El padre Ferro estuvo un rato callado. De soslayo, Quart vio que el perfil oscuro seguía vuelto hacia el cielo y la brasa del cigarrillo casi extinguida en la boca. Resbalándole sobre el hombro, la claridad de la luna iluminaba una de sus manos apoyada en el tubo de latón del telescopio.
– La iglesia era románica, pequeña -dijo el párroco después del largo silencio-. Vigas podridas y muros agrietados. Anidaban en ella los cuervos y las ratas… Era una parroquia muy pobre, tanto que a veces no tenía ni para comprar vino de misa. Y mis feligreses vivían repartidos en varios kilómetros a la redonda. Gente humilde, pastores y campesinos. Gente mayor, enferma, inculta, sin futuro. Y yo, cada día, durante la semana para mí solo y los domingos para ellos, decía misa ante un retablo amenazado por la humedad, las goteras, la carcoma… España estaba llena de lugares así, de obras de arte indefensas que eran robadas por traficantes, desaparecían al caerse el techo de la iglesia, o quedaban expuestas al fuego, a la lluvia, la miseria… Un día vino a visitarme un extranjero que ya había estado por allí: iba acompañado por otro individuo elegante, de buen aspecto, que se presentó como director de una casa de subastas de Madrid. Hicieron una oferta por el Cristo y el pequeño retablo del altar.

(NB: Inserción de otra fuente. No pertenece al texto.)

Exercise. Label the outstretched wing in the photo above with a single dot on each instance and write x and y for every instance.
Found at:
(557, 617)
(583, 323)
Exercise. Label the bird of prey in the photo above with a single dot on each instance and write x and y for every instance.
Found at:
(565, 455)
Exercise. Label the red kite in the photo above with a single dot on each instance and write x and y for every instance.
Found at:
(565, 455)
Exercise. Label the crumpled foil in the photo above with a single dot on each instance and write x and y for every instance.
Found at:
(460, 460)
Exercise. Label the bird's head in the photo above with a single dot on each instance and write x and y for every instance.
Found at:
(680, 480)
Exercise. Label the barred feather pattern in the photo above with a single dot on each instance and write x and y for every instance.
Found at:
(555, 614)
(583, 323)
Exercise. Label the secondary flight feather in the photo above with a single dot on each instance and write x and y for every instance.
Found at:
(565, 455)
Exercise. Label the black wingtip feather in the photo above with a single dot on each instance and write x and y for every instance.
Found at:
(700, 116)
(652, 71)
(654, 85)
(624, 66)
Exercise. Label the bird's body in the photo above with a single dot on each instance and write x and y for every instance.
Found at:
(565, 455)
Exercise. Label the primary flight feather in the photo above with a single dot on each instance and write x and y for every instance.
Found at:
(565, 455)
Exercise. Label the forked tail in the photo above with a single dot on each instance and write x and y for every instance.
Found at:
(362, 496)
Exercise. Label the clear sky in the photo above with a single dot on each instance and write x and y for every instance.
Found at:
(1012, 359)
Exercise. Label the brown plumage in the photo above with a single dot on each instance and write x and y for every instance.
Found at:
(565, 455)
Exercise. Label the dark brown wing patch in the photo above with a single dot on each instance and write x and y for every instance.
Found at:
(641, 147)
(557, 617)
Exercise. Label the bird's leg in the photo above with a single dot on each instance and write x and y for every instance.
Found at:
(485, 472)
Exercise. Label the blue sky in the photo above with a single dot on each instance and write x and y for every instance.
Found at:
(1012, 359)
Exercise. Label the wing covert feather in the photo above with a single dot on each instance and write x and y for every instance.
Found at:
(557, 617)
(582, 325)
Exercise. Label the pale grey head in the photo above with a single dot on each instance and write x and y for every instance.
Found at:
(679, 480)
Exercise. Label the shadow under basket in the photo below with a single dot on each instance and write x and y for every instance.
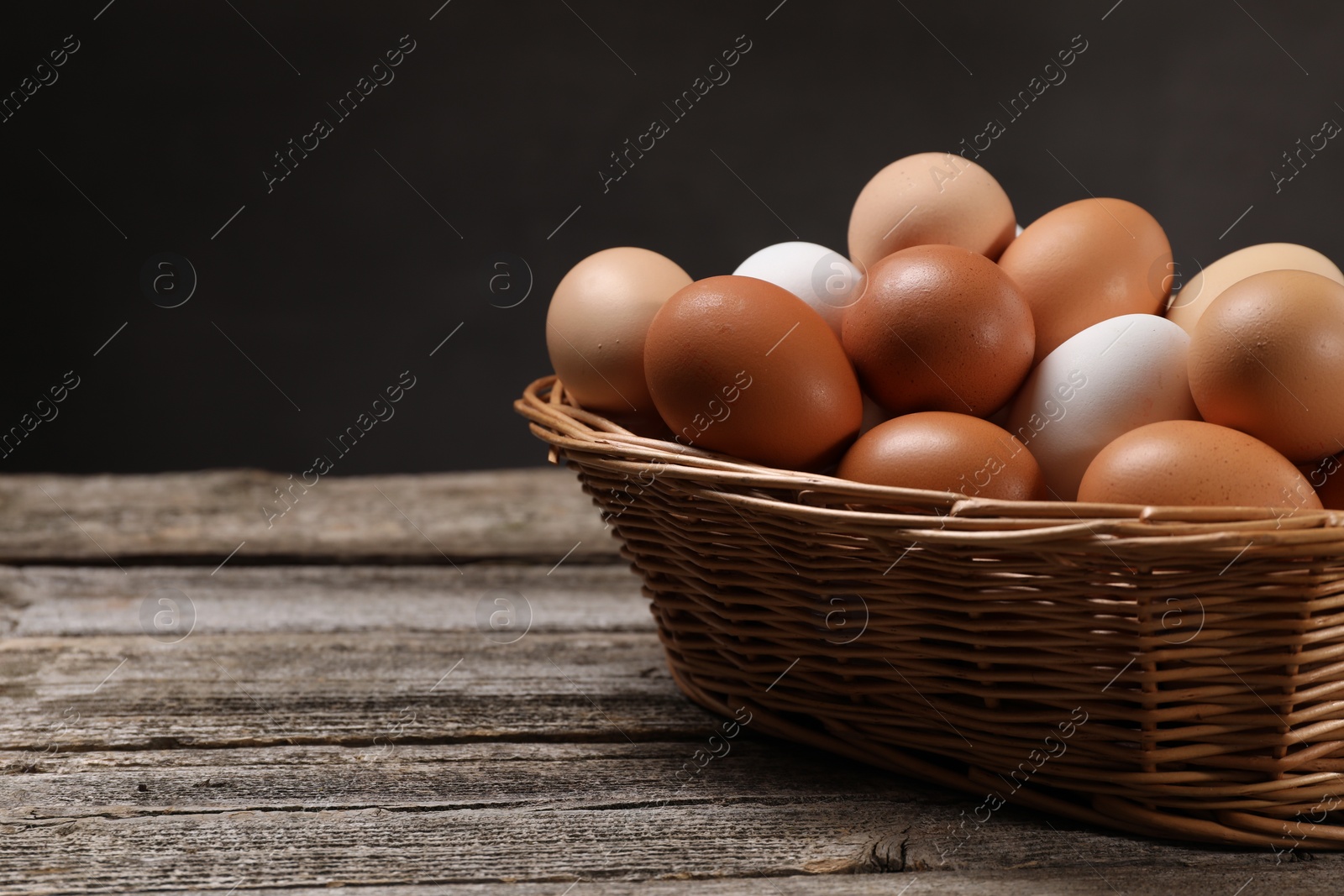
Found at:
(1173, 672)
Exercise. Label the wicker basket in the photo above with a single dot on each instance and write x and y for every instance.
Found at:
(1175, 672)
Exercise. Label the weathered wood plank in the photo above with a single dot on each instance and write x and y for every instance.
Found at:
(1310, 879)
(129, 692)
(542, 813)
(443, 777)
(85, 600)
(538, 513)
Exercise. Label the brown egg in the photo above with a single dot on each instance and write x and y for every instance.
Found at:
(931, 197)
(940, 328)
(1086, 262)
(1268, 359)
(741, 365)
(1326, 477)
(945, 453)
(1193, 463)
(1186, 307)
(597, 322)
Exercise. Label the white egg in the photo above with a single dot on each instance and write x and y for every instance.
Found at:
(1112, 378)
(823, 278)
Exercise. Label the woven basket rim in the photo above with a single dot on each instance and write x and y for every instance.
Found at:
(559, 421)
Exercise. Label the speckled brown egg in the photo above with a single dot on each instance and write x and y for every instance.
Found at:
(597, 322)
(940, 328)
(748, 369)
(1086, 262)
(945, 453)
(1268, 359)
(1186, 307)
(931, 197)
(1193, 463)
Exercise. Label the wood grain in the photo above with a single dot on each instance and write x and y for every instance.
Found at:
(128, 692)
(1308, 879)
(342, 714)
(538, 513)
(85, 600)
(554, 813)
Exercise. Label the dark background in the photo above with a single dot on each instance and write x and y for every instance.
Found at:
(501, 117)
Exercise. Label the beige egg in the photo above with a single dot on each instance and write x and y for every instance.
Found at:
(598, 320)
(931, 197)
(1189, 304)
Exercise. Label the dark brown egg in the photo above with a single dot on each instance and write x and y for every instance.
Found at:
(1086, 262)
(945, 453)
(743, 367)
(940, 328)
(1195, 464)
(1268, 359)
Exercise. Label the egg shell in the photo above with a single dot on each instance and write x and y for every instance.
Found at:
(1268, 359)
(743, 367)
(931, 197)
(1086, 262)
(1112, 378)
(945, 453)
(940, 328)
(1189, 304)
(1195, 464)
(823, 278)
(597, 322)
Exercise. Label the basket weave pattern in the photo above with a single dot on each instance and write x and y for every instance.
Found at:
(1175, 672)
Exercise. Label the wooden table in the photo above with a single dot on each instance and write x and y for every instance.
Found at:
(342, 712)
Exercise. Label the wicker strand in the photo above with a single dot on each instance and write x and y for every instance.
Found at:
(1175, 672)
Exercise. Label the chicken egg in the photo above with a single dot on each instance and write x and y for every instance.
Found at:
(1086, 262)
(823, 278)
(1187, 305)
(1268, 359)
(931, 197)
(748, 369)
(597, 322)
(940, 328)
(1193, 463)
(945, 453)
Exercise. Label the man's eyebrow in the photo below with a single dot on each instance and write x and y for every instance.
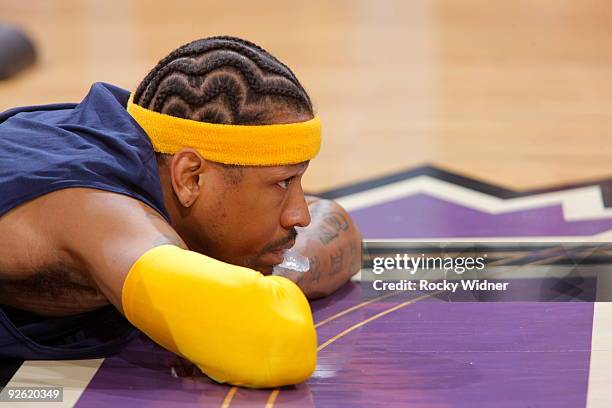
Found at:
(294, 169)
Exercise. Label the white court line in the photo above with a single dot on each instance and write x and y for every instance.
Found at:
(578, 204)
(72, 375)
(600, 370)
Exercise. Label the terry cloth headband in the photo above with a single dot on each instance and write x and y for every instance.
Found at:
(257, 145)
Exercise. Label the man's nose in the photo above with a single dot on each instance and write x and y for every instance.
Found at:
(296, 213)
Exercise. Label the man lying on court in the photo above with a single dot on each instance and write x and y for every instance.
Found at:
(171, 205)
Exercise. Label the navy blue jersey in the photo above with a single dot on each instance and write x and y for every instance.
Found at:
(94, 144)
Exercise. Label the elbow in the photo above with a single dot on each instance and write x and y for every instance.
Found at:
(298, 360)
(292, 349)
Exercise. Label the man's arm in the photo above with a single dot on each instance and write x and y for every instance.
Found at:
(235, 324)
(332, 244)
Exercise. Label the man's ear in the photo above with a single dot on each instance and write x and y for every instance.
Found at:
(186, 169)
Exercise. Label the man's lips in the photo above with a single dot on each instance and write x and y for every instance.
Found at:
(278, 254)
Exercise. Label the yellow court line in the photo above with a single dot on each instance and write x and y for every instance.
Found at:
(274, 394)
(229, 397)
(376, 316)
(353, 308)
(272, 398)
(230, 394)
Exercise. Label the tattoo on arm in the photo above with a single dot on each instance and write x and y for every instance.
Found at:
(315, 272)
(336, 262)
(332, 225)
(355, 259)
(168, 240)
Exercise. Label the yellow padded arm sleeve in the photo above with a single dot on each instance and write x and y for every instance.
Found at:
(237, 325)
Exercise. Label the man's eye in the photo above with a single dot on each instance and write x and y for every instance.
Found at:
(285, 183)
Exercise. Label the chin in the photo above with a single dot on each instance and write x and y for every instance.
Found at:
(266, 270)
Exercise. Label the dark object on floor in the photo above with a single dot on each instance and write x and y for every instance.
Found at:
(16, 51)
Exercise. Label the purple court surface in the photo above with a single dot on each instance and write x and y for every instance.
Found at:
(410, 349)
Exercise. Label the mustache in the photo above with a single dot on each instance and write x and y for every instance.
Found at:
(280, 242)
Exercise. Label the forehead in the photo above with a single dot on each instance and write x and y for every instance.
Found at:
(280, 171)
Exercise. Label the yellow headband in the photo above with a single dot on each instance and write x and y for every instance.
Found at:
(265, 145)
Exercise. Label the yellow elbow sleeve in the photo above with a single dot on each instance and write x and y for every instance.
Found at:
(237, 325)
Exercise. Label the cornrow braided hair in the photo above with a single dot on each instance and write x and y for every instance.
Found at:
(223, 80)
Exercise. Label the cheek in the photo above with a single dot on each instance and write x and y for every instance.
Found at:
(252, 223)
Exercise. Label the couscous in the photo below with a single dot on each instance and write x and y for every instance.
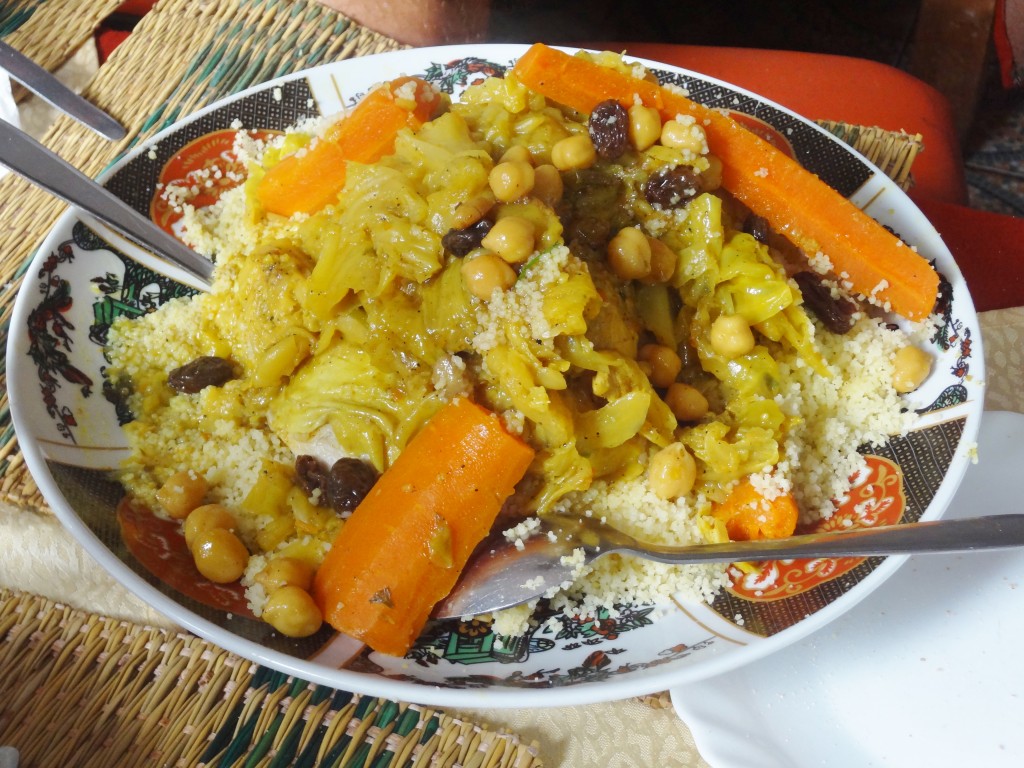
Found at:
(586, 278)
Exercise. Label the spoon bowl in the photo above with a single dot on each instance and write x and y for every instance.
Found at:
(508, 570)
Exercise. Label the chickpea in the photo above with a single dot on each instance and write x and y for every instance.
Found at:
(548, 185)
(219, 555)
(292, 611)
(511, 180)
(485, 273)
(645, 126)
(182, 493)
(511, 238)
(629, 254)
(573, 154)
(711, 179)
(663, 261)
(686, 402)
(910, 367)
(682, 136)
(517, 154)
(672, 472)
(665, 364)
(285, 571)
(731, 336)
(207, 517)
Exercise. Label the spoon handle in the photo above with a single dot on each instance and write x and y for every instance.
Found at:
(970, 535)
(31, 160)
(42, 83)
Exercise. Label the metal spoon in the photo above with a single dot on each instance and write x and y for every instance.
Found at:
(501, 574)
(49, 88)
(35, 163)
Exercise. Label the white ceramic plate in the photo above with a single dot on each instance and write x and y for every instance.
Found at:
(927, 671)
(85, 275)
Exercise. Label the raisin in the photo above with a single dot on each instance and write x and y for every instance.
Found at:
(672, 187)
(201, 373)
(757, 227)
(461, 242)
(835, 313)
(347, 484)
(608, 128)
(311, 473)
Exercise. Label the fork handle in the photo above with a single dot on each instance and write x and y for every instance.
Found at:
(969, 535)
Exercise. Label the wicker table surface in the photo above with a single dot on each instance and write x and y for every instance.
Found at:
(73, 642)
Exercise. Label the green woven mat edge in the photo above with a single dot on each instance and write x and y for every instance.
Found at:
(94, 692)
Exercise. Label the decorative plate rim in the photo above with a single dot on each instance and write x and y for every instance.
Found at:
(643, 682)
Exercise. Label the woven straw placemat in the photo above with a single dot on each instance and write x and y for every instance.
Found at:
(183, 55)
(92, 692)
(119, 680)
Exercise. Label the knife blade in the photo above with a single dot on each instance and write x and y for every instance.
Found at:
(46, 86)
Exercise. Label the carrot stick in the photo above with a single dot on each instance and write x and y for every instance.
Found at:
(312, 177)
(404, 546)
(748, 515)
(796, 203)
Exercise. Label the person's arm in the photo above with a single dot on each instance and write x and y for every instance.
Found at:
(420, 22)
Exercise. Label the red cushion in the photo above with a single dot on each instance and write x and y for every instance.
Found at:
(822, 86)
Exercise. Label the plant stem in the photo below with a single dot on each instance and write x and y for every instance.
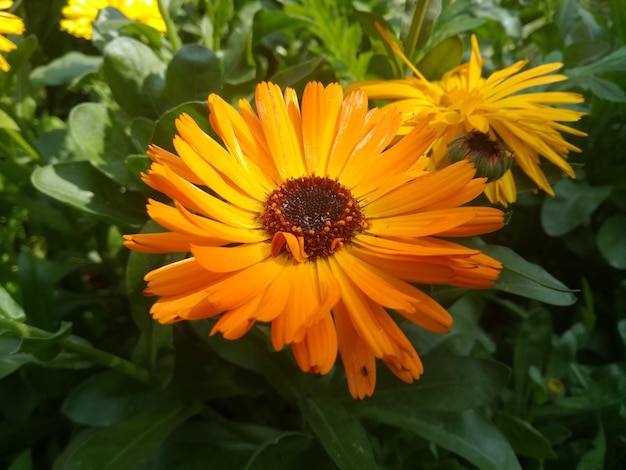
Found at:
(416, 26)
(172, 33)
(80, 347)
(21, 143)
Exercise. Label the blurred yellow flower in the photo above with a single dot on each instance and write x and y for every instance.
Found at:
(463, 101)
(9, 24)
(78, 15)
(309, 218)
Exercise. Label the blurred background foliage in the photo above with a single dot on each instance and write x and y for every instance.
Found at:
(533, 374)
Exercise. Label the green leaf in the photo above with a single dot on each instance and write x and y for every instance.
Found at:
(573, 204)
(193, 73)
(19, 57)
(449, 383)
(7, 122)
(95, 130)
(45, 348)
(343, 437)
(610, 240)
(210, 443)
(154, 348)
(135, 75)
(466, 434)
(290, 76)
(37, 279)
(582, 52)
(532, 348)
(443, 57)
(80, 185)
(252, 353)
(127, 444)
(9, 308)
(23, 462)
(594, 458)
(165, 128)
(288, 451)
(524, 438)
(65, 69)
(527, 279)
(109, 398)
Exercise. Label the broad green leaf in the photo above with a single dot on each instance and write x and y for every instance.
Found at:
(98, 137)
(289, 451)
(527, 279)
(210, 443)
(141, 132)
(109, 398)
(135, 75)
(340, 433)
(524, 438)
(80, 185)
(290, 76)
(604, 89)
(582, 52)
(9, 308)
(65, 69)
(165, 128)
(47, 347)
(466, 434)
(594, 458)
(193, 73)
(127, 444)
(268, 22)
(611, 240)
(10, 361)
(573, 204)
(38, 279)
(443, 57)
(448, 384)
(532, 348)
(601, 395)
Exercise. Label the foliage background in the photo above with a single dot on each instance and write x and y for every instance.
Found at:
(533, 373)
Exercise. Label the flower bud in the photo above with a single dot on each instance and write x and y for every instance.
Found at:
(489, 156)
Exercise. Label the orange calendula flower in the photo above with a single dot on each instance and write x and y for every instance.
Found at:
(463, 101)
(9, 24)
(78, 15)
(316, 223)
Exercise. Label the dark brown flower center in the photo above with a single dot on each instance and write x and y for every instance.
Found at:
(489, 156)
(320, 212)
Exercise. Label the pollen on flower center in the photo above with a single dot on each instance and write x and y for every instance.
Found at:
(319, 211)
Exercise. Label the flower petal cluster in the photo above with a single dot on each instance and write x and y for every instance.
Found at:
(316, 219)
(463, 101)
(78, 15)
(9, 24)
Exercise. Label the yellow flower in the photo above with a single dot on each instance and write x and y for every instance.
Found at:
(316, 224)
(463, 101)
(9, 24)
(79, 14)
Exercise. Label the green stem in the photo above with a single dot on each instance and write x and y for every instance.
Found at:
(416, 26)
(21, 143)
(172, 33)
(80, 347)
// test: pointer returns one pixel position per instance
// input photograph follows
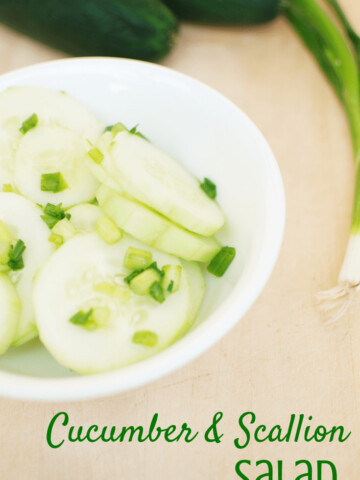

– Era un retablo valioso -apuntó Quart-. Del siglo XV.
Se impacientaba el párroco. La brasa del cigarrillo brilló con más intensidad:
– ¿Qué importa el siglo?… Pagaban por él. Sin ser una suma extraordinaria, era un nuevo techo para la iglesia y, lo más importante, ayuda para mis feligreses.
– ¿Así que lo vendió?
– Pues claro que lo vendí. Sin dudarlo un momento. Con eso reparé el tejado, obtuve medicamentos para los enfermos, palié los daños de las heladas y de las enfermedades del ganado… Ayudé a vivir y a morir a la gente.
Quart señaló la silueta oscura del campanario:
– Sin embargo, ahora defiende esta iglesia. Parece contradictorio.
– ¿Por qué?… A mí el valor artístico de Nuestra Señora de las Lágrimas me importa lo que a usted o al arzobispo. Eso se lo dejo a la hermana Marsala. Mis feligreses, por pocos que sean, valen más que una tabla pintada.
– Luego usted no cree… -empezó a decir Quart.
– ¿En qué?… ¿En los retablos del siglo XV? ¿En las iglesias barrocas? ¿En el Mecánico Supremo que aprieta allá arriba nuestras tuerquecitas una por una?…
La brasa del cigarrillo brilló por última vez antes de que el padre Ferro la dejase caer por la ventana.
– Qué importa -dijo. Movía el telescopio sin mirar por el objetivo, como si buscara algo en las estrellas-. Ellos sí creen.
– Ese retablo dejó una mancha en su expediente -apuntó Quart.
– Lo sé -el párroco seguía moviendo el telescopio-. Incluso tuve una desagradable entrevista con mi obispo… Si en Roma hicieran lo mismo, le repliqué, otro gallo cantaría. Pero aquí el único gallo que oímos cantar es el de San Pedro. Después todo son lágrimas y Quo Vadis Dómine y crucifíquenme cabeza abajo; pero mientras tanto nos quedamos afuera, negando nuestra conciencia mientras suenan las bofetadas en el Pretorio.
– Vaya. Tampoco San Pedro le cae simpático, por lo que veo. -Crujió de nuevo la risa queda del sacerdote:
– Tiene razón. Debió dejarse matar en Getsemaní, cuando sacó la espada para defender al Maestro.
Ahora fue Quart quien soltó una carcajada:
– Nos hubiéramos quedado sin el primer Papa, en ese caso.